The United States and Iraq are in the process of negotiating a bi-lateral security agreement. U.S. forces have been operating in Iraq under a United Nations mandate that must be renewed annually. The current pact expires on December 31st.

U.S. Ambassador to Iraq Ryan Crocker said the two countries are committed to a series of guidelines as they work out an agreement:

“One of them is full respect for Iraqi sovereignty. This whole exercise of moving from a Chapter Seven UN mandate to a bilateral agreement between sovereign countries is intended to reaffirm Iraq’s full sovereignty. That’s what guides us, and it certainly guides them.

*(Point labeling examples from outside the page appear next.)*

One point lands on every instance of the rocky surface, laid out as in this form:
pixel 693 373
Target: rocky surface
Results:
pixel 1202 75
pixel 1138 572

There isn’t going to be an agreement that infringes on Iraq’s sovereignty; the Iraqis are not going to accept it. And frankly, we wouldn’t want it. If this is going to endure, as it must, it has to have the full support not only of the Iraqi government but also the Iraqi people.”

Iraq’s neighbor Iran has voiced objection to a U.S.-Iraq security agreement. Iran’s Supreme Leader Ayatollah Ali Khamenei told visiting Iraqi Prime Minister Nouri al-Maliki that American forces constitute Iraq’s “fundamental problem” in terms of security.

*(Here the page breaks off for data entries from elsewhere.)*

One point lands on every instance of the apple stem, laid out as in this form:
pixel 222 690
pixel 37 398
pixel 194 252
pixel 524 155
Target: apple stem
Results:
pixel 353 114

Ambassador Crocker says he believes criticism of a bi-lateral agreement by the Iranian regime is “deliberately intended to make the negotiation difficult.” Mr. Crocker noted that recent military operations in Basra and Baghdad, spearheaded by Mr. al-Maliki and Iraq’s security forces, put into “sharp relief” the problems to stability and progress Iran is causing in Iraq. Those operations, said Mr. Crocker, clearly revealed that Iran is supporting extremist Shia militias with weapons, funding and training:

“It was good that that did get out in the open. Iraqis were able to see it, as well as the rest of the world. That produced a fairly substantial backlash in Iraqi public opinion against Iran among Shia Iraqis as well as Sunnis. One would hope that that will lead to a rethinking in Iran as to what its long-term policy toward Iraq should be -- to support a democratically elected central government or to support militias that are aligned against that government.”

“I don’t think Iran can have it both ways,” said Ambassador Crocker. “And most importantly, it’s not a U.S. position, it’s what the Iraqis themselves are saying. And it would behoove the Iranians ... to listen carefully to that if they’re interested in the long-term stability of their relationship with Iraq and with the region.”